China continues its aggressive expansion into the South China Sea. In order to protect the free maritime order, Japan and the United States must work together to help coastal states improve their capabilities.

The Japan Coast Guard has announced that in cooperation with the U.S. Coast Guard it will provide the Philippine Coast Guard with capacity building training.

The JCG will soon dispatch three members from its dedicated support team to conduct training on seizing suspects to control a situation, and the U.S. side will instruct how to board and inspect suspicious ships.

This is the first Japan-U.S. collaborative training exercise provided to the Philippine Coast Guard since the inaugural one on ship-handling techniques in 2017, and this time the content will be based on specific scenarios. It is expected that practical skills will be developed through direct instruction from the JCG and USCG, which are leading maritime security agencies.

In Southeast Asia, a number of countries have established coast guard bodies modeled after the JCG, among others, since around 2000, but there is still room for improvement in their security systems.

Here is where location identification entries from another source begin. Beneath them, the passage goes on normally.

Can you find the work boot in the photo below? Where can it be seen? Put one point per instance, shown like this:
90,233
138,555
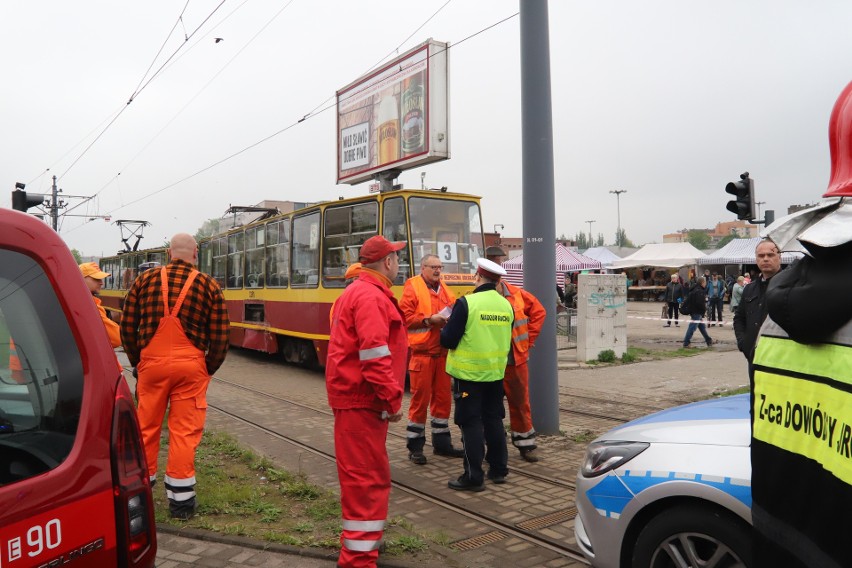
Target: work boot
183,510
529,455
450,452
465,484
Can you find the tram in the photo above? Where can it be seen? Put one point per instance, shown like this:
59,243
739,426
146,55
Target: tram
281,274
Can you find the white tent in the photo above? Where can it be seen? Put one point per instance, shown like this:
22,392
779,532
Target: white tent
667,255
566,261
741,251
602,255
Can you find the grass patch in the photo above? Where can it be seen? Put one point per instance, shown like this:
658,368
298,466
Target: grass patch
241,493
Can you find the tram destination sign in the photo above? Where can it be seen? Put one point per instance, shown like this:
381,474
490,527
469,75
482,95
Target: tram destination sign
395,117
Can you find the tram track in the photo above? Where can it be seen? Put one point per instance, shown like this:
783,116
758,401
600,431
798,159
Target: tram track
514,470
491,521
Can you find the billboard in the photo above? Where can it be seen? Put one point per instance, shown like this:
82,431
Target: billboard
395,118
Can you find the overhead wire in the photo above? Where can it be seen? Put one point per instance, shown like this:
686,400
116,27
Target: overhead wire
310,115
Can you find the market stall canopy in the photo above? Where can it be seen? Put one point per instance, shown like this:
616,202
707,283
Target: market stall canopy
664,255
602,255
741,251
566,261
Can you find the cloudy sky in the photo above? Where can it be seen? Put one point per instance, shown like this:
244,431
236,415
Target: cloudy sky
666,99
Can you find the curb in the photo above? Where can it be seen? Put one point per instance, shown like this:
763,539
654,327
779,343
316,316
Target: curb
244,542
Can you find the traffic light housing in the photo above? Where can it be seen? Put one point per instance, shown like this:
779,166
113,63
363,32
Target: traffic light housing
21,200
743,190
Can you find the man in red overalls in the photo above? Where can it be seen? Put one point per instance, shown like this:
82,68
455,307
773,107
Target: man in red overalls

The JCG established a dedicated team in 2017 to provide guidance to other coast guards in the crackdown on piracy and other maritime crimes, as well as maritime rescue and the prevention and removal of oil spills.

If such cooperative training between Japan and the United States is conducted in many other countries, the standard of equipment operation and law enforcement will be raised. It is important to expand this to countries in the region such as Indonesia and Malaysia.

In recent years in particular, China has strengthened its military power and attempted to unilaterally change the status quo by building artificial islands and increasingly threatening the maritime order. The need for coastal states to strengthen their response capabilities is increasing.

In March last year, there was a situation in which more than 200 Chinese fishing boats gathered in the Philippines’ exclusive economic zone. The fishing boats were believed to have armed maritime militias including retired military personnel on board in the guise of fishermen, and any attempt to drive the boats away could have increased tensions.

It is possible that the fishing boats skirmish with vessels from the coastal country, and the China Coast Guard intervenes.

It is China’s usual practice to use maritime militias to make control of an area an established fact. It is important that the coast guard bodies of coastal states take appropriate measures to prevent situations from developing into armed conflict.

Japan, too, must remain vigilant against China’s maritime expansion. On Tuesday, four China Coast Guard vessels entered the territorial waters off the Senkaku Islands in Okinawa Prefecture.

Another situation is also anticipated in which maritime militias land on remote islands and in other locations. In order to accurately respond to gray area situations that cannot be immediately determined to be armed attacks, it is necessary to strengthen the JCG’s security system and work more closely with the Self-Defense Forces.